Shabazz Napier turned in another all-court masterpiece Monday night to lift the Huskies to a 60-54 win over Kentucky’s freshmen and a national title hardly anyone saw coming.
Napier had 22 points, six rebounds and three assists, and his partner in defensive lock-down, Ryan Boatright, finished with 14 points.
UConn (32-8) never trailed. The Huskies led by as many as 15 in the first half and watched the Wildcats (29-11) trim the deficit to one with 8:13 left. But Aaron Harrison, Kentucky’s big-moment shooter in the last three games, missed a 3-pointer from the left corner that would’ve given the `Cats the lead. Kentucky never got closer.
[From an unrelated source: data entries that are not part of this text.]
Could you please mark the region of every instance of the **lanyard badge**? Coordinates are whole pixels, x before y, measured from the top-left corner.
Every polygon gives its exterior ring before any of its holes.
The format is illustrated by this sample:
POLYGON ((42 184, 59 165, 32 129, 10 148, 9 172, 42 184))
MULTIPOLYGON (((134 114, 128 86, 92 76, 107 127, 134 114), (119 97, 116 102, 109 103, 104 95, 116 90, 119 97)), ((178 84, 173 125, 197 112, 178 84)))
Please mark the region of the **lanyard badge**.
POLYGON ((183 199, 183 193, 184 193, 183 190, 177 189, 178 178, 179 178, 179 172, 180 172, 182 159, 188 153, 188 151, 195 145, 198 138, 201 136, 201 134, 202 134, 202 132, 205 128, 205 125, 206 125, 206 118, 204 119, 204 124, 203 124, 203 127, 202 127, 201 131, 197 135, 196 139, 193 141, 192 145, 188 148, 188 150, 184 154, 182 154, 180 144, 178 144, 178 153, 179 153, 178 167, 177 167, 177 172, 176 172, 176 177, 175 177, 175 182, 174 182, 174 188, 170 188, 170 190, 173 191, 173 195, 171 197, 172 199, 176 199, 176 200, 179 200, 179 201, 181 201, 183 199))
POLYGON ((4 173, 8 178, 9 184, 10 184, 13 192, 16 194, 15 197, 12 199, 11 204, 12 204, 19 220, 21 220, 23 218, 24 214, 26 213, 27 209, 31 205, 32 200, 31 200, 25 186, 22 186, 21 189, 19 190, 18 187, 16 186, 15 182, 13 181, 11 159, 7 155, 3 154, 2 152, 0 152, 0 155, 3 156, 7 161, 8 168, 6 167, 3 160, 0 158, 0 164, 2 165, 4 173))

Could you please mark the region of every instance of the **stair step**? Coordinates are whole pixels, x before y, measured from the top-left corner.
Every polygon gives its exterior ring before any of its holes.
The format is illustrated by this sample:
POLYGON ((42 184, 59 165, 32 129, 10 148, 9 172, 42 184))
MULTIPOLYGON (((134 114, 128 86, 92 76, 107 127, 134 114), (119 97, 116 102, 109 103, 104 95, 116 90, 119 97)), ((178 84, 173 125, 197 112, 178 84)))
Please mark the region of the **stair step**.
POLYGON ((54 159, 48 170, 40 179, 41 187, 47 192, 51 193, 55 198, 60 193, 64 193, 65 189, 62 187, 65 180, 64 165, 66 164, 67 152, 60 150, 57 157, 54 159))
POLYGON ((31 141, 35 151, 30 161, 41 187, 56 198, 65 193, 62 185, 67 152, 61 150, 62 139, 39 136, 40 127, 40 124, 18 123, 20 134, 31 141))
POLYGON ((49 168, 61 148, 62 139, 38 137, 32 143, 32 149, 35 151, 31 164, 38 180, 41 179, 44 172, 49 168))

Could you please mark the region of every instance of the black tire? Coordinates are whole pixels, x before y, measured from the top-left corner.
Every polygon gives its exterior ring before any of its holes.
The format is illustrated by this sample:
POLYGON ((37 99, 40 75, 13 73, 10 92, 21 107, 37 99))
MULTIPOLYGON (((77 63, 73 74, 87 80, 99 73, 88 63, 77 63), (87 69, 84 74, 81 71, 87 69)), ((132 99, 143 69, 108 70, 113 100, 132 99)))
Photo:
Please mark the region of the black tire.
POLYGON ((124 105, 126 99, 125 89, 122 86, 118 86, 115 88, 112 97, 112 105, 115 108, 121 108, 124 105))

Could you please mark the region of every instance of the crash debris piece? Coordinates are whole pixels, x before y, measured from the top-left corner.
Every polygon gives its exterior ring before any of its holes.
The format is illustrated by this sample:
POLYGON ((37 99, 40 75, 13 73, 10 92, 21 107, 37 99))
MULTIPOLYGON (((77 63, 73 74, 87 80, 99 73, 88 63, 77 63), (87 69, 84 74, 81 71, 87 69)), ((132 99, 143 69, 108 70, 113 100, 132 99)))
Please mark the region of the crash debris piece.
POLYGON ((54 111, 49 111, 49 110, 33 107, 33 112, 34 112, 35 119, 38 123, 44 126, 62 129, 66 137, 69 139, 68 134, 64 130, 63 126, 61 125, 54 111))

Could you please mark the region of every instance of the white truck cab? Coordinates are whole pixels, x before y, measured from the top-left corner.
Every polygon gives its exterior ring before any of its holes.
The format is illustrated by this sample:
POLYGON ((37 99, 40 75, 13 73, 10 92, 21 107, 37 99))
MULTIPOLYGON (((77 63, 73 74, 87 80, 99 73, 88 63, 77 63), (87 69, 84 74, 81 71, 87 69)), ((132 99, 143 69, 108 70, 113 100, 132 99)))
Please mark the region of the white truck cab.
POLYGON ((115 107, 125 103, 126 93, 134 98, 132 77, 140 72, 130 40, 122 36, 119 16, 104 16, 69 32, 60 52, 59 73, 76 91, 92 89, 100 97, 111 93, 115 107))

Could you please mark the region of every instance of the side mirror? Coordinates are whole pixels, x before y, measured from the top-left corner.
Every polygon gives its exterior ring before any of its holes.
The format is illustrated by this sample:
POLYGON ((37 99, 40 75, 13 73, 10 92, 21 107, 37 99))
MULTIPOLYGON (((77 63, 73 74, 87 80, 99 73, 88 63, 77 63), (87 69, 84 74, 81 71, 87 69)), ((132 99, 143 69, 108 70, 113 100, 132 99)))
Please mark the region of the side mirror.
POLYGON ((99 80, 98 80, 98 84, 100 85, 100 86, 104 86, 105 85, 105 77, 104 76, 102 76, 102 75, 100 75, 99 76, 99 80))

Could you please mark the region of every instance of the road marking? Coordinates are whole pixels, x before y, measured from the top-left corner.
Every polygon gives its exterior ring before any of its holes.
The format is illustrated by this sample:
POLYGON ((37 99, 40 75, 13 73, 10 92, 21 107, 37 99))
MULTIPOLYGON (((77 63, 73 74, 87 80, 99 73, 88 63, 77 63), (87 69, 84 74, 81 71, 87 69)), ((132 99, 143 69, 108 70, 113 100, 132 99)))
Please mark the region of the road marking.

One key difference in a six-point loss: Kentucky’s 11 missed free throws — a flashback of sorts for coach John Calipari, whose Memphis team blew a late lead against Kansas after missing multiple free throws in the 2008 final. The Wildcats went 13 for 24. UConn went 10 for 10, and when Lasan Kromah made his last two with 25.1 seconds left for a six-point margin, the celebration was on.
In all, Calipari’s One and Doners got outdone by a more fundamentally sound, more-seasoned group that came into this tournament a seventh-seeded afterthought but walked away with the program’s fourth national title since 1999. They were the highest seed to win it all since Rollie Massimino’s eighth-seeded Villanova squad in 1985.